Nobody wants to be another Sekiria.
“We want people to sleep with us instead,”
I think Nam got the idea. I think. It’s hard to tell whether she’s joking, or if she’s really that naïve. She’s supposed to be the naïve one. That’s the mind she was given. She’s almost like a child – beyond sheltered.
On the other hand, Lou fights. She’s made to resist. She’s allowed to understand it far faster. She settles herself back against the wall, crossing her arms,
“We want work because we’re good, not because we’ll give it up easily.”
Nam gets it then with a smile, while I worry that it won’t really stick long term, because it’s just a little outside her personality limits. She’ll remember the conversation with perfect recall – but she mightn’t really grok the idea.
“Our reputation is important. People won’t respect us if they think we achieved anything without having any talent,” I say. “And if they don’t respect us, they won’t pay us.”
Anri’s practical. She’s quiet. She’s effective. She’ll sit all day in front of a computer terminal managing our social media with far more intelligence that I would.
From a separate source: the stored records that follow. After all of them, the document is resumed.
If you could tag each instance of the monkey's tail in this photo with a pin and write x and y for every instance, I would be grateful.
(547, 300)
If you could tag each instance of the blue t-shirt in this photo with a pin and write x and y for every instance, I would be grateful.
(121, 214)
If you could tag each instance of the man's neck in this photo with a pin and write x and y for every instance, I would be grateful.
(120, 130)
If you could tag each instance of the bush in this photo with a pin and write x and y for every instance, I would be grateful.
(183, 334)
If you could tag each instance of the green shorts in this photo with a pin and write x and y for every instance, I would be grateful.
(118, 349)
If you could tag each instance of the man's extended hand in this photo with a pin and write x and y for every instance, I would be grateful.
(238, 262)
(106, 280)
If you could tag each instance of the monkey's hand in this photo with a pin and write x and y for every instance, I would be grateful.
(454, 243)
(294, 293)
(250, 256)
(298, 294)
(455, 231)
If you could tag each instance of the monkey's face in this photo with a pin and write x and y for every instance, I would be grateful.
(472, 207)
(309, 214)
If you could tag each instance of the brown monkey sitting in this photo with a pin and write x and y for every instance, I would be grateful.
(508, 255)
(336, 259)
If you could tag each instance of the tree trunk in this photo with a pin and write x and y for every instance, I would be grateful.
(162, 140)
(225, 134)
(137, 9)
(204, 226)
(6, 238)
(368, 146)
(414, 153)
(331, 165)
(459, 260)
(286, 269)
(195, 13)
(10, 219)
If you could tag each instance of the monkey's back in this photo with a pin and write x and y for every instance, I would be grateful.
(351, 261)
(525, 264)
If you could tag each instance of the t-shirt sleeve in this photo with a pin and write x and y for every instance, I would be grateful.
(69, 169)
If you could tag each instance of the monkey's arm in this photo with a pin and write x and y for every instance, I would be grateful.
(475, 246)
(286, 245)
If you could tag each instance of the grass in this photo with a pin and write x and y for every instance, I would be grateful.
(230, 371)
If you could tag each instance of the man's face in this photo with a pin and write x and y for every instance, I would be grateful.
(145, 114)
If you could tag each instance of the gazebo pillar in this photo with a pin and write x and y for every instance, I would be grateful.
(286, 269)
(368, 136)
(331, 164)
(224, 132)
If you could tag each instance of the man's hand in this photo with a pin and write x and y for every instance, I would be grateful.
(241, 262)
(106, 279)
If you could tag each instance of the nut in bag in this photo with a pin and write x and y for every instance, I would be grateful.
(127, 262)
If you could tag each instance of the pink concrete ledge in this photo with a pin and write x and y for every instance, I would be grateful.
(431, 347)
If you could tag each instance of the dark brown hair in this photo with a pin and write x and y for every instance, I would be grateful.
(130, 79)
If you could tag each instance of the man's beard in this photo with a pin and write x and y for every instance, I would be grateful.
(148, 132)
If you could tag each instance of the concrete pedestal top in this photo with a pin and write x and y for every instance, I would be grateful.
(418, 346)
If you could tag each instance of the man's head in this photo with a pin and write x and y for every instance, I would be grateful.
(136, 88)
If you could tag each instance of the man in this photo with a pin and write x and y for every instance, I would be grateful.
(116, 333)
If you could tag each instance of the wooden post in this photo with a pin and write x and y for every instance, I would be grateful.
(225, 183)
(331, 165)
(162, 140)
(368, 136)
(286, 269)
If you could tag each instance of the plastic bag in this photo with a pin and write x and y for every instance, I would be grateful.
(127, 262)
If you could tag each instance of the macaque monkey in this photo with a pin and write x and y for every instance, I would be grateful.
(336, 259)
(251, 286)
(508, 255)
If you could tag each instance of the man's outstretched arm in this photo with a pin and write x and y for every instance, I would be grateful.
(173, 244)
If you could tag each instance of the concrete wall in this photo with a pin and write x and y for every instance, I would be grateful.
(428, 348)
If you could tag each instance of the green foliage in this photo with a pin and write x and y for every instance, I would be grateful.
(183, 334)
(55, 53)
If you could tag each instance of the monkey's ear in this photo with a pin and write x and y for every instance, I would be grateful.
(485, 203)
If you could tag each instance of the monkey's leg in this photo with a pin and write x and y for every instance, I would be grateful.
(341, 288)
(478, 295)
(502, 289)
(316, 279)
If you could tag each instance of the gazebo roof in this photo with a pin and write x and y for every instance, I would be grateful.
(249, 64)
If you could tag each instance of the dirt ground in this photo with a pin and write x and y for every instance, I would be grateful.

“The people who’ll actually pay us will never even meet us. They’ll only ever hear us on the internet,”
And our special skills don’t carry through recordings.
“The torrent of our last show’s been downloaded fifteen hundred times,” she continued. “Patreon might cover our rent this month.”
Four pairs of eyes turned to Sylvie. She glanced between us. Anger spiced the air.
“We wouldn’t be here if it wasn’t for me,”
“Meg’s lived here,” Nam said.
“Meg wanted to stay,” Sylvie spat.
It struck a deep chord. My teeth clenched. The air turned thick between us, weighing down the room. Her eyes flared. I stared back.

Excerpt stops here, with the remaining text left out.